Cost Considerations for DBMSs

  • Cost Range:

    • Free open-source systems (e.g., MySQL, PostgreSQL) to millions of dollars configurations.

  • Commercial DBMSs offer specialized modules that can be purchased separately (e.g., time-series, spatial data modules).

  • Different licensing options available: site licenses, seat licenses, and single-user licenses.

Other Considerations
  • Access Paths: Fully indexed databases offer keyword access common in search engines.

  • General vs. Special Purpose:

    • Special purpose systems, such as OLTP for reservations, are noted.

History of Data Models

Models Discussed
  • Network Model:

    • Implemented by Honeywell in 1964-65, widely adopted due to CODASYL support.

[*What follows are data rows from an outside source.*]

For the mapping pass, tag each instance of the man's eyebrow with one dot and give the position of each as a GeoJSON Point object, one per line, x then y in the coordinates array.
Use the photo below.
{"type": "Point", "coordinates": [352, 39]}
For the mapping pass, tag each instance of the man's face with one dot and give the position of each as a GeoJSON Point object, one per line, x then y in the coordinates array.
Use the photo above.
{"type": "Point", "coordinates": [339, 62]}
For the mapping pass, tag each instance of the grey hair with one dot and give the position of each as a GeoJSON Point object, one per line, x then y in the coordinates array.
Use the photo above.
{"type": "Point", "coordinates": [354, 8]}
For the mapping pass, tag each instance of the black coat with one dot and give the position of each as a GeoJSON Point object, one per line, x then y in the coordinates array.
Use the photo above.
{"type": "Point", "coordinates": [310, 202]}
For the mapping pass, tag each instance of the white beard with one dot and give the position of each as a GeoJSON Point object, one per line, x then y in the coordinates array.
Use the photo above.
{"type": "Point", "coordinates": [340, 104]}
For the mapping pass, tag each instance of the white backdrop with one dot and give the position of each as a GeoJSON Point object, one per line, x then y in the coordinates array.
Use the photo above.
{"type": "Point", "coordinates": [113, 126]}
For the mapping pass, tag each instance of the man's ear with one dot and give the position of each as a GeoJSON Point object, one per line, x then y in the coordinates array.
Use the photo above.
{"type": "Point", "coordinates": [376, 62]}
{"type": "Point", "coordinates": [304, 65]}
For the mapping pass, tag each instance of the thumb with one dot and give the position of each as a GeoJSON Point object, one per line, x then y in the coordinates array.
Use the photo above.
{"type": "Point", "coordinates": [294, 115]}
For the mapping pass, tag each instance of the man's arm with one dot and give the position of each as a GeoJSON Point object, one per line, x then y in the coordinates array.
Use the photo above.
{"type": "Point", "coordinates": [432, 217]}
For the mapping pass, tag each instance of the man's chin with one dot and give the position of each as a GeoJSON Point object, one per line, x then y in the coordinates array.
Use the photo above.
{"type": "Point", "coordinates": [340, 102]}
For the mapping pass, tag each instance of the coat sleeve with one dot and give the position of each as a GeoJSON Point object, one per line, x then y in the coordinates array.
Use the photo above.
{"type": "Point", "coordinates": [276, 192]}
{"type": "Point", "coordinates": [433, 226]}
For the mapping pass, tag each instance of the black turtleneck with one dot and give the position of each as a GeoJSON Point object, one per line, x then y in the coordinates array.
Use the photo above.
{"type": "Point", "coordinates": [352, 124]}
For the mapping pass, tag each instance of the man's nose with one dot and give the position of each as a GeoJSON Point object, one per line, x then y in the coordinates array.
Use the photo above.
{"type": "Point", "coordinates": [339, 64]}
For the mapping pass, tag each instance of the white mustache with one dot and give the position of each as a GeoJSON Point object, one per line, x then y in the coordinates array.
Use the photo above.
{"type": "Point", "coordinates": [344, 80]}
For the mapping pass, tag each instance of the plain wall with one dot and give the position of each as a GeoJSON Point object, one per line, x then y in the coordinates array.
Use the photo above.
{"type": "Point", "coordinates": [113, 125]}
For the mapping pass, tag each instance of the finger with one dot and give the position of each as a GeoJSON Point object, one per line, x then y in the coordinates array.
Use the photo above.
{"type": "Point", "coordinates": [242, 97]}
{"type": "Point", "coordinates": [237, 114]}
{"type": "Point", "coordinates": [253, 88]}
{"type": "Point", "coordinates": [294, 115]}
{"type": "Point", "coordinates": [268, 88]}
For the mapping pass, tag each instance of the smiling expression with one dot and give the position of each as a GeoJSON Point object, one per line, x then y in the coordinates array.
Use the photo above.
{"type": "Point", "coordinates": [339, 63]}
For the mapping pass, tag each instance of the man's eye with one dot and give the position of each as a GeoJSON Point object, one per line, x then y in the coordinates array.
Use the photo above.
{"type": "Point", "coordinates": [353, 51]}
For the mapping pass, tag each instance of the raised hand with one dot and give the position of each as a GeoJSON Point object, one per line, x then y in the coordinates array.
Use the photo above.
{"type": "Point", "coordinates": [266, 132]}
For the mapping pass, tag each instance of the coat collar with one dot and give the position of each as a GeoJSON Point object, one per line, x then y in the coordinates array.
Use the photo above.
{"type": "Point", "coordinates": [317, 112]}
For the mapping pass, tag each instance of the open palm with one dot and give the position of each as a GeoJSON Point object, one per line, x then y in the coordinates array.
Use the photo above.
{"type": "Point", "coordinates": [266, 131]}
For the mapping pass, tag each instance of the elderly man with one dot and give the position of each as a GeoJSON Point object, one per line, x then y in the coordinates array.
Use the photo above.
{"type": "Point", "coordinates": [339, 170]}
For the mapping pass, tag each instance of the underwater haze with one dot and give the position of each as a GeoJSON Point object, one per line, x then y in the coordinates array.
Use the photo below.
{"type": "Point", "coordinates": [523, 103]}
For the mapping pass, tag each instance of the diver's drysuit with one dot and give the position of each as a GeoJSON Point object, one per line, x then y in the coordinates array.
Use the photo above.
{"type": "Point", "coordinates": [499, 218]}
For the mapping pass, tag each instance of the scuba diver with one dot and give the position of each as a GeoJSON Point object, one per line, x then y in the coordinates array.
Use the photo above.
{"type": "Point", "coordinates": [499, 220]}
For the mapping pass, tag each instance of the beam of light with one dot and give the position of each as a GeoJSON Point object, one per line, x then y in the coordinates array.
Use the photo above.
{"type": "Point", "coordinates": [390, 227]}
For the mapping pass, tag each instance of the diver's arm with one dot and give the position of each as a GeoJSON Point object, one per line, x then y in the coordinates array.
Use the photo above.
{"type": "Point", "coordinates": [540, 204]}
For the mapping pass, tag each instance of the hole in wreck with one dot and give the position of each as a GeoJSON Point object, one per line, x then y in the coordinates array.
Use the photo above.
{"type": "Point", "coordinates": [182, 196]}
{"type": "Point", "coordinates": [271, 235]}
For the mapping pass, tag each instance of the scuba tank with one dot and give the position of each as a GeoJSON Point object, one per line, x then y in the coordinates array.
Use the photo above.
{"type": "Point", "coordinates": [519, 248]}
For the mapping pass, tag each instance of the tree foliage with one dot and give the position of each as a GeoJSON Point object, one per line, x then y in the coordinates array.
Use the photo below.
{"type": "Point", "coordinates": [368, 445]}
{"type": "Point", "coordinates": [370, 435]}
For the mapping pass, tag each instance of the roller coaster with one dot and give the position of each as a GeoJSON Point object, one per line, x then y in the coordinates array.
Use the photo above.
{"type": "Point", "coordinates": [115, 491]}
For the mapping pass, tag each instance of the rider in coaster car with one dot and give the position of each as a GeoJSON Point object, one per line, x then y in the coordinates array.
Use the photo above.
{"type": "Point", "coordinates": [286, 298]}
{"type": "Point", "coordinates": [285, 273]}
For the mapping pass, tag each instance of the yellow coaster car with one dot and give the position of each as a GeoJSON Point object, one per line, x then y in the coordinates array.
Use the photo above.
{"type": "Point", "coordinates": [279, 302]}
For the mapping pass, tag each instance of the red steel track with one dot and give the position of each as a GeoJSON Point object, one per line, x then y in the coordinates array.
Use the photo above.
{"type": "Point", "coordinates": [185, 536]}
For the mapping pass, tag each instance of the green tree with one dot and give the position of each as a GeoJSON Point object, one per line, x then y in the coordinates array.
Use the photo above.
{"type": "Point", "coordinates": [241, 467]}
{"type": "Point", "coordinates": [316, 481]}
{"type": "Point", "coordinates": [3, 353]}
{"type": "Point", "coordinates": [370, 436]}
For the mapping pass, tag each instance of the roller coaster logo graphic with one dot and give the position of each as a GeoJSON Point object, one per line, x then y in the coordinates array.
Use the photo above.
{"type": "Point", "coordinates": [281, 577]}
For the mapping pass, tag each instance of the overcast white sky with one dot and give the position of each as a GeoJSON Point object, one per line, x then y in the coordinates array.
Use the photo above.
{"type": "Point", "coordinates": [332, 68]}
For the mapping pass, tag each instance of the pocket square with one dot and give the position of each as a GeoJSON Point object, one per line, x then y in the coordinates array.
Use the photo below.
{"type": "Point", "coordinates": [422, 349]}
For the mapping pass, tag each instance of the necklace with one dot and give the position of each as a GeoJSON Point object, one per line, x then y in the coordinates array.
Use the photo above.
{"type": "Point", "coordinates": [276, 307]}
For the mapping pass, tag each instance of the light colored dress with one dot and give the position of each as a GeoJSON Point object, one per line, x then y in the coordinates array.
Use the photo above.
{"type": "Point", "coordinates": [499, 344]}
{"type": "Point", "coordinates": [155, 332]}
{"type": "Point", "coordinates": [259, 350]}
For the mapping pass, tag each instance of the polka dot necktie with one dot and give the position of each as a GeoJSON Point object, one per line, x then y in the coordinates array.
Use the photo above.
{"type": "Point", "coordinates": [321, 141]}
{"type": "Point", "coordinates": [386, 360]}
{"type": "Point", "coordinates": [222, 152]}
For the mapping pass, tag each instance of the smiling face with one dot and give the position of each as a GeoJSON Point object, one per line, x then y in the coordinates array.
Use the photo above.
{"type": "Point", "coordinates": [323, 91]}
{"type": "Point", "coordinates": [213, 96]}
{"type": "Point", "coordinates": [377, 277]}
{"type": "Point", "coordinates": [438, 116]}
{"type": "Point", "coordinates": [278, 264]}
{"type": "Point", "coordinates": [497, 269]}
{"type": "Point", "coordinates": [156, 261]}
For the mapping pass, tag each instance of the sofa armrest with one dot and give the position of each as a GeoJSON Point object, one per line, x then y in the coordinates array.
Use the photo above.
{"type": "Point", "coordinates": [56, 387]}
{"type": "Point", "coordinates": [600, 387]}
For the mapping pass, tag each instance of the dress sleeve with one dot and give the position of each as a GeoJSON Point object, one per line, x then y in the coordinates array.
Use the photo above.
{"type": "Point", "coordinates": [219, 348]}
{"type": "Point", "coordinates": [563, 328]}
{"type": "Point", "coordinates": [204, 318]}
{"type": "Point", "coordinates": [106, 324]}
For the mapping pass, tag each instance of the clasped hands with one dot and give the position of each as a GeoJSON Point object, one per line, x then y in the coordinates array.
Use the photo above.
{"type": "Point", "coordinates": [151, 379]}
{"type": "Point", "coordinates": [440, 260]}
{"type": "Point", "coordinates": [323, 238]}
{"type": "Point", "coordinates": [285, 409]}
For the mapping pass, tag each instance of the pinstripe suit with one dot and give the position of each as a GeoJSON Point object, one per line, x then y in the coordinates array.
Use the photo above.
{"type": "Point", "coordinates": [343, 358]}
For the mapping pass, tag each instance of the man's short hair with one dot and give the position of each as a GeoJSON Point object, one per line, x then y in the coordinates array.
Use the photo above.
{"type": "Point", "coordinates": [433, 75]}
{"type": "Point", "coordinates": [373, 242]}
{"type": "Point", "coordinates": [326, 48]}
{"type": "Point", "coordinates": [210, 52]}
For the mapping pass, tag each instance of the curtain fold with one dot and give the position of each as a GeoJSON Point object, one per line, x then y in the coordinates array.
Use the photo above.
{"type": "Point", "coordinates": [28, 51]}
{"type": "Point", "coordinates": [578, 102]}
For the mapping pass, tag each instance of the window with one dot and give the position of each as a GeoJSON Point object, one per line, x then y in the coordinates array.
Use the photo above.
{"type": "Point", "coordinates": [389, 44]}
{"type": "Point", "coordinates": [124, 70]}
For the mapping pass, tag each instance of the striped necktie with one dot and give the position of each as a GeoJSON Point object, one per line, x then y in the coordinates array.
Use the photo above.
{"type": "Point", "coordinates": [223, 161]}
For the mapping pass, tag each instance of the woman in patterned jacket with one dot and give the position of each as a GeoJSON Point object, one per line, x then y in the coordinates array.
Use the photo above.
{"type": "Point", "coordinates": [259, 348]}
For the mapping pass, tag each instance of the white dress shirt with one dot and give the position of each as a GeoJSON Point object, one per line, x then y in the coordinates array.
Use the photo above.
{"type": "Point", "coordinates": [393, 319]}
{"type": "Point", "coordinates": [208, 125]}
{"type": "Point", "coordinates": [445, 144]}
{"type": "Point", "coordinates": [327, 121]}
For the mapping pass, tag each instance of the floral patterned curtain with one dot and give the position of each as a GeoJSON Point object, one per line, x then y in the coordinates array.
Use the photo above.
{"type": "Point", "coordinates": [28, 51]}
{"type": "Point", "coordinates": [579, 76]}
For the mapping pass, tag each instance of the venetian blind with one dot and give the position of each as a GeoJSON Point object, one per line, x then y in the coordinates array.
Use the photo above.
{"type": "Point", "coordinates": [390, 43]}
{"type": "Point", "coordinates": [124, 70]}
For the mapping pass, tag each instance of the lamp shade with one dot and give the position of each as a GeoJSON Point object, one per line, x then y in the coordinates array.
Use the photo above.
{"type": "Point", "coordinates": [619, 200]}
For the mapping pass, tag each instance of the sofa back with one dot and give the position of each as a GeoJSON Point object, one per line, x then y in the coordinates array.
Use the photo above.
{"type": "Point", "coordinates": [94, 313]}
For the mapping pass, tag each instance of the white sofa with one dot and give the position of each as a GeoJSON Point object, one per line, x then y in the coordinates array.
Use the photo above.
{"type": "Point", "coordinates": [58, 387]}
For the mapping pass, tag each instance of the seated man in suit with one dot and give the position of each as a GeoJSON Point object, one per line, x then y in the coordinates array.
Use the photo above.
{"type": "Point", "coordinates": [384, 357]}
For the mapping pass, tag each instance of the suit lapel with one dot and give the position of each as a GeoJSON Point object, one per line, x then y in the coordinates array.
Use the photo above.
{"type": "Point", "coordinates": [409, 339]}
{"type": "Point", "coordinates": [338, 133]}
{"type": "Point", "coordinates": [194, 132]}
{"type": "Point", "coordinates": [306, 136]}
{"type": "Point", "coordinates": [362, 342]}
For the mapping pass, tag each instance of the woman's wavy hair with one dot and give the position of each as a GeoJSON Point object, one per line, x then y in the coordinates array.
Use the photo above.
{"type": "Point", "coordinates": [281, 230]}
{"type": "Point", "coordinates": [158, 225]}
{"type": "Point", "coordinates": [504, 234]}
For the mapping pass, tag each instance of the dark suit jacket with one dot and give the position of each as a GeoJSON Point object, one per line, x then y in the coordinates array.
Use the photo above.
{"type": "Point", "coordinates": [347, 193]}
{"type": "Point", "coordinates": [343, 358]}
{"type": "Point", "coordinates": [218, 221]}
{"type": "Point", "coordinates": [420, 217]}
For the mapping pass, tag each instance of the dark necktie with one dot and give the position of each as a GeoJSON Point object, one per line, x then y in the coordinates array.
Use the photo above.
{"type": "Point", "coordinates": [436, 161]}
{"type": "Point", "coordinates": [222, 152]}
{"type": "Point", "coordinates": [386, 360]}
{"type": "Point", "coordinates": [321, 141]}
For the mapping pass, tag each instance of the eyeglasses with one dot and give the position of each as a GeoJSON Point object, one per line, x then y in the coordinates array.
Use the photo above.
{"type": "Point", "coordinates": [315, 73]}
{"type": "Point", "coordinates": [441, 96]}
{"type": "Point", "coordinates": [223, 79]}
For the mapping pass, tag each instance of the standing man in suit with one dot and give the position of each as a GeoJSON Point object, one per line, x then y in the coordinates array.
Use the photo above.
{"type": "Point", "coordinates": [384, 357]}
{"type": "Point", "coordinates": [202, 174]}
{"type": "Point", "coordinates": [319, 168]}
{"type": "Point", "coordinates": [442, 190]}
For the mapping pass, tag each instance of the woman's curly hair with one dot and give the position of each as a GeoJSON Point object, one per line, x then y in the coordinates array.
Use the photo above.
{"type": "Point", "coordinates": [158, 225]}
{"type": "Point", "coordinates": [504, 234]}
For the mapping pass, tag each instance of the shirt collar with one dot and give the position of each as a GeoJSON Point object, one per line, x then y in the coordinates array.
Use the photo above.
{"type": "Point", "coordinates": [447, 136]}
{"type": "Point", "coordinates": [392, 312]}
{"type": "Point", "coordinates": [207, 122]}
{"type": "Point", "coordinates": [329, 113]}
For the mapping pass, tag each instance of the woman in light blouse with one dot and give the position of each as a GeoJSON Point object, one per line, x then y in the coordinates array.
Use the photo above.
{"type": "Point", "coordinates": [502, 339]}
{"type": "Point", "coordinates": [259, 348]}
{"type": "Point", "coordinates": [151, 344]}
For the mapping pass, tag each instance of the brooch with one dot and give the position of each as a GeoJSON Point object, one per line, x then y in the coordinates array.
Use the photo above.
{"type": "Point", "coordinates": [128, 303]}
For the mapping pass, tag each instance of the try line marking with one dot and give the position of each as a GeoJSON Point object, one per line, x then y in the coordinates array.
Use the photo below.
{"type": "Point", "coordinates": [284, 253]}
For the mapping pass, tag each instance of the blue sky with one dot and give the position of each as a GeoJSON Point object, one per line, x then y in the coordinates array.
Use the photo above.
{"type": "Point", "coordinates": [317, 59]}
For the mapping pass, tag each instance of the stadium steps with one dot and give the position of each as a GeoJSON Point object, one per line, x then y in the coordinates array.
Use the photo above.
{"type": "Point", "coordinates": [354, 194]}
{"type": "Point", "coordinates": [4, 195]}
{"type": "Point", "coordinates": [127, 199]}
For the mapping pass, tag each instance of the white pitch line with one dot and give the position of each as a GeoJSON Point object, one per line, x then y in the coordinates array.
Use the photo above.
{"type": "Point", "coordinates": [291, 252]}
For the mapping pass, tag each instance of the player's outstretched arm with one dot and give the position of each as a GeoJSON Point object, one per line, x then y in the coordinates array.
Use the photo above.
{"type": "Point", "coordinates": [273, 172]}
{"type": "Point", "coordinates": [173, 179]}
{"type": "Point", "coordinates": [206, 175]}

  • Hierarchical Model: Developed by IBM and North American Rockwell; had a significant customer base via IBM's IMS.

  • Relational Model: Proposed by E.F. Codd in 1970, became the most dominant model for database applications.

  • Object-oriented Models: Data treated as objects, utilized in OOP languages (e.g., C++, Smalltalk).

  • Object-Relational Models: Combines features of relational databases with object-oriented programming.

Pros and Cons of Models
  • Network Model:

    • Advantages: Models complex relationships well, can handle most situations with record and relationship types.

    • Disadvantages: Contains complex pointers making it difficult for optimization.

  • Hierarchical Model:

    • Advantages: Easy to construct, simple language for operations.

    • Disadvantages: Navigational constraints limit optimization.

  • Relational Model:

    • Dominant in modern applications with robust implementations.

  • Object-oriented Models:

    • Focus on treating complex data as objects.

  • Object-Relational Models: Combines object-oriented features into relational systems, losing prominence in the marketplace.